As principais pro nosso trabalho com o Desert sem dúvida passam por Rolling Stones, Muddy Waters, Queens Of The Stone Age, Jack White, Gary Clark Jr e Pink Floyd, seja pelo som, postura criativa ou outro aspecto. Mas ouvimos e curtimos muitas outras coisas que atravessam nossas músicas certamente como Arctic Monkeys e Mutemath – pra citar alguns mais novos – até coisas mais suaves como Feist ou dançantes como Chet Faker.

Desert Killers

– Porque o rock está tão cheio de “duos” hoje em dia?

Nem achamos que os duos são muitos assim no rock, apesar de existirem vários ótimos. Mas certamente é um formato que vem sem sendo bem explorado de uns anos pra cá. No nosso caso, optamos por ser um duo devido a uma complementariedade entre eu e Matheus que dá conta do que precisamos, tanto no criar os sons, quanto no produzir e até no tocar em parte. Isso porque ao vivo temos um baixista em boa parte do show com a gente e nas gravações sempre botamos mais coisas além da batera e da guita. No fim somos mais um duo criativo do que purista no sentido de só tocarmos os dois sempre.

– Então o baixo faz falta.

Pois é, faz sim. Por isso sempre gravamos até aqui nos nossos discos e o usamos ao vivo em boa parte do show. Geralmente fazemos 1 ou 2 músicas só os dois mesmos.

– Como é ser uma banda independente hoje em dia?

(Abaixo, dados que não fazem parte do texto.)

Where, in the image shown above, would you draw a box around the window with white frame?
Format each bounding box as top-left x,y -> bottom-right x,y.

É lindo e difícil ao mesmo tempo. A Internet e o mercado aberto de música (principalmente via Youtube e streamings) facilitaram a entrada das bandas e seus sons no mundo, deixando-os à mão de quem quiser ouvir, por outro lado aumentou assim a oferta explícita de bandas e uma certa dificuldade decorrente de chamar a atenção para que te ouçam no meio a tantas. Tem que compor bem, gravar, divulgar, cuidar da imagem, da relação com público, administrar redes sociais, ensaiar, marcar show e tocar… Tudo sozinho ou com raras ajudas até que se ganhe mais corpo e mercado. Isso tudo, em geral, tendo que dividir os dias com outros trampos pra fechar as contas. Resumindo, ser banda independente é ótimo mas exige um baita trabalho!

– As rádios ainda dão força para a cena do rock no Brasil?

Olha, ouvimos pouco as rádios porque raramente tocam coisas boas, principalmente daqui do Brasil. No fim, as poucas que tocam rock feito por bandas brasileiras dão força pra aquelas que já são fortes no mercado. As independentes quase nunca são tocadas ou escutadas pelos caras das rádios, que em geral, como os “críticos”, são preguiçosos demais para trabalhar pesquisando e divulgando coisas novas.

– O que vocês acham dos serviços de streaming?

Achamos foda! São mais um exemplo de reinvenção do mercado musical que deu super certo, apesar de ainda estarem ajustando seu modelo de pagamento para melhor satisfazer aos artistas, com razão. No fim, muitos, como nós, não recebemos nada apesar de vários plays. Enfim, costumamos ouvir bastante coisa mesmo, de tudo quanto é canto, principalmente via Spotify e Rdio.

– Como é seu processo de composição?

Nada definido! Às vezes começamos com um riff do Matheus, às vezes com um trecho de melodia, às vezes uma parte da letra, às vezes uma levada de batera… Aproveitamos o que parecer bom e forte o suficiente e trabalhamos em cima.

– O Brasil tem espaço para uma cena rock hoje em dia?

Espaço tem, mas é pequeno. Não temos cultura e um sistema que alimente um mercado viável para muitas bandas. No fim, poucas conseguem se sustentar com o tempo, e aqui mais difícil é para as autorais. Mas nada de novo, a questão é buscar criar demanda e aqui a partir de um som de qualidade e travar conversas e trocas com o mercado e artistas de fora onde muitas vezes bandas como a gente – que canta em inglês também – têm algum espaço.

Desert Killers

– Recomendem bandas (de preferência independentes!) que chamaram sua atenção ultimamente.

Temos ouvido e cruzado sempre com várias bandas boas (de vários estilos e propostas) como músicos. Algumas das que curtimos e que botamos pra escutar mais recentemente são: Dibigode, Soldado Marimbondo, Sent U Feeling, Inky, Ombu, Mairena, Single Parents e Não Há Mais Volta. Mas tem banda boa de sobra!